If you find yourself on a login page, select "other user", then add your information to be able to view the document. It will open up a site where you can read the document, but you can't print it.
Alternatively, most departments are members of regional or state chiefs' organizations who collectively purchase copies or subscriptions and will share them with member departments if asked. You just need to ask.
Thanks again for all of the dialogue on this subject, but realize, these standards are there because people needed guidance. If the need for guidance wasn't there, NFPA wouldn't be able to sell the document, would they? If people would do the right thing (not take shortcuts) and litigate less (well, we don't have much control over the trial attorneys), we probably wouldn't need the standards, would we?
It seems to me that this, along with any system meant to help, started off with good intentions. As with anything else, it probably started as a work in progress, advanced to a fine working system and then someone wanted to look good. When that person wanted to look good, they took what was working perfectly fine, thought up some way to make it "better" and changed it. Who knows, this may have made it better. The problem is, then people all see that this change made someone look good, so they have to find ways to make changes to advance their image. Then everyone starts making changes, whether good or bad, changes are made. People look better and the system that was working fine gets eaten up. I am not arguing with what the NFPA does, I just see the same thing with any system, anywhere. Again, that's just how I see it.
I can see both sides to the NFPA coin as to whether they are friend or foe. I can see how they can help but also hinder both paid and volunteer alike.

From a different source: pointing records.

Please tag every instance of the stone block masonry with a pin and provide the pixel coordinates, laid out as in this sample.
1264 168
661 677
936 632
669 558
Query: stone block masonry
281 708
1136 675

My only issue with the whole NFPA thing is why does everyone seem to "fear" violating thier guidelines? The NFPA is an Association -- just like the IAFF or Boy Scouts for that matter -- they are not a law making / enforcement organization they just create recommendations. OSHA on the other hand is a law making / enforcement agency. What they say is law. As long as OSHA's regulations are followed, anything else is just extra safety precautions (not that that is a bad thing), but as far as the courts go OSHA is the line that is drawn. Just because you didn't enforce the recommendations of a private association like the NFPA does not make you in violation of anything legally. Of course thats unless the state you are in has decided to adopt OSHA and NFPA as the state law then the argument is a mute point. I'm sure there are many things I don't understand about this topic, but that's why I just like to be the guy with the black hat in the back seat just doing what I'm told with the equipment I've been provided by the department! LOL
Friend, their main objective is to keep firefighters and the public safe. Most of the standards that you see are actually related to previous firefighter injurys and deaths. These incidents are studied by NIOSH and they make recommendations to NFPA on how to reduce the likelihood of it happening again. NFPA (Mostly firefighters) review the feasibility of the recommendations then either adopt them or file them as some sort of case study.
Although we might think that they are beating us down it is all done to help protect us from doing what someone else has already done and paid the price for.